Thursday, March 28, 2024
HomeNewsMore Caution Needed When Prescribing Antibiotics to Newborns

More Caution Needed When Prescribing Antibiotics to Newborns

More caution should be used in the use of antibiotics say researchers who found a decrease in healthy gut bacteria and an increase in antimicrobial resistance in babies treated with antibiotics in the first week of life.

In their study, published in Nature Communications , researchers from the Universities of Edinburgh and Birmingham, and the Spaarne Hospital and University Medical Centre Utrecht, The Netherlands analysed how antibiotics affect the gut microbiome of a newborn.

They explained how increasingly it is becoming clear how the gut microbiome influences future health and disease. For example, they said “disturbances of the gut microbial community composition after birth are associated with a broad scale of health problems in early infancy and later in life, such as infantile colic, wheezing, allergies, functional gastrointestinal disorders, obesity and generally an altered immune development.”

The authors explained how under current guidelines broad-spectrum antibiotics are prescribed to up to 10% of all newborns for suspected infections, with this ‘over-prescription’ aiming to ensure early treatment for those who are ultimately found to have an infection, as any delay may quickly become life-threatening. Experts argue though that, in most cases, the antibiotics are prescribed unnecessarily, as only a small proportion of those who receive the drugs are eventually diagnosed with an infection.

Balance Shifts in Favour of More Potentially Harmful Microbes

For their study, the researchers performed a randomised controlled trial involving 227 infants. Of these, 147 infants born at or over 36 weeks of gestational age and with suspected sepsis, received one of three standard antibiotic treatments, penicillin and gentamicin, co-amoxiclav and gentamicin, or amoxicillin and cefotaxime, in their first week of life, for an average of 48 hours. The 147 participants were recruited from three different Dutch hospitals and compared with 80 age-matched term-born infants with no suspected infections, and who were not prescribed an antibiotic, recruited from a previous healthy birth cohort study conducted in two of the same hospitals.

All babies had a rectal or faecal sample taken before and after treatment, and at age 1, 4, and 12 months. The samples were analysed for the microbes that made up their newly forming microbiome and for bacterial genes related to antimicrobial resistance.

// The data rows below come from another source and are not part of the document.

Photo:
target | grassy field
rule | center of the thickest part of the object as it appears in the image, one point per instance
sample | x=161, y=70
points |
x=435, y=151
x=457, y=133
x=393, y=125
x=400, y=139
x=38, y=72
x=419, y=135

The researchers found reduced levels of different Bifidobacterium species – known to aid in the digestion of breast milk, promote gut health, and support the immune system – in those newborns prescribed antibiotics, compared with those babies who had no antibiotic treatment. In addition, levels of potentially disease-causing bacteria were increased in the group that received antibiotics, as were the number and abundance of genes related to antimicrobial resistance.

The authors commented how “a change in 251 of 695 different bacteria investigated was observed after treatment, changing the balance between good and bad bacteria in favour of more potentially harmful microbes”.

Prof Willem van Schaik, professor of Microbiology and Infection at the University of Birmingham, said: “It is particularly troubling that following antibiotic therapy in newborns we observed a strong increase in Klebsiella and Enterococcus species which are both important multidrug-resistant pathogens.”

The authors pointed out that, despite antibiotics being stopped after 48 hours, and although the changes seen in the microbiome and antimicrobial resistance genes gradually recovered over time, these changes “persisted for at least 12 months and did not improve with breastfeeding, which is known to help a baby’s immune system”.

Start Time not Duration of Antibiotics the Key

Prof Debby Bogaert, chair of Paediatric Medicine at the University of Edinburgh and study lead, expressed how they were “surprised with the magnitude and duration of the effects of broad spectrum antibiotics on the infants’ microbiome when compared to effects of those same antibiotics on adults’ microbiota”. She suggested how timing of the antibiotics may be responsible since “infants have just received their first microbes from their mother and have not yet developed a resilient microbiome”.

The combination of penicillin and gentamicin was found to have the least detrimental effect on a baby’s gut microbiome and the number of antimicrobial resistance genes that emerge, such that the researchers suggested that when treating suspected infections in newborns, it is this combination of antibiotics that should be preferred.

Dr Marlies van Houten, general paediatrician at the Spaarne Hospital, the Netherlands, and co-principal investigator of the study, added: “The fact that start of antibiotic treatment rather than duration seems to be responsible for the damage to the microbiome underlines we need better biomarkers or biological predictors to more accurately determine which infant will develop an infection and thus require antibiotics, and which will not.”

Prof Willem van Schaik said: “This underlines the importance of further studies into balancing the need and effectiveness of these antibiotics and the risk of the emergence of genes linked with resistance.” He added how “there may also be scope to develop new interventions, like live biotherapeutics, to effectively restore the composition of the infant gut microbiome after antibiotic therapy”.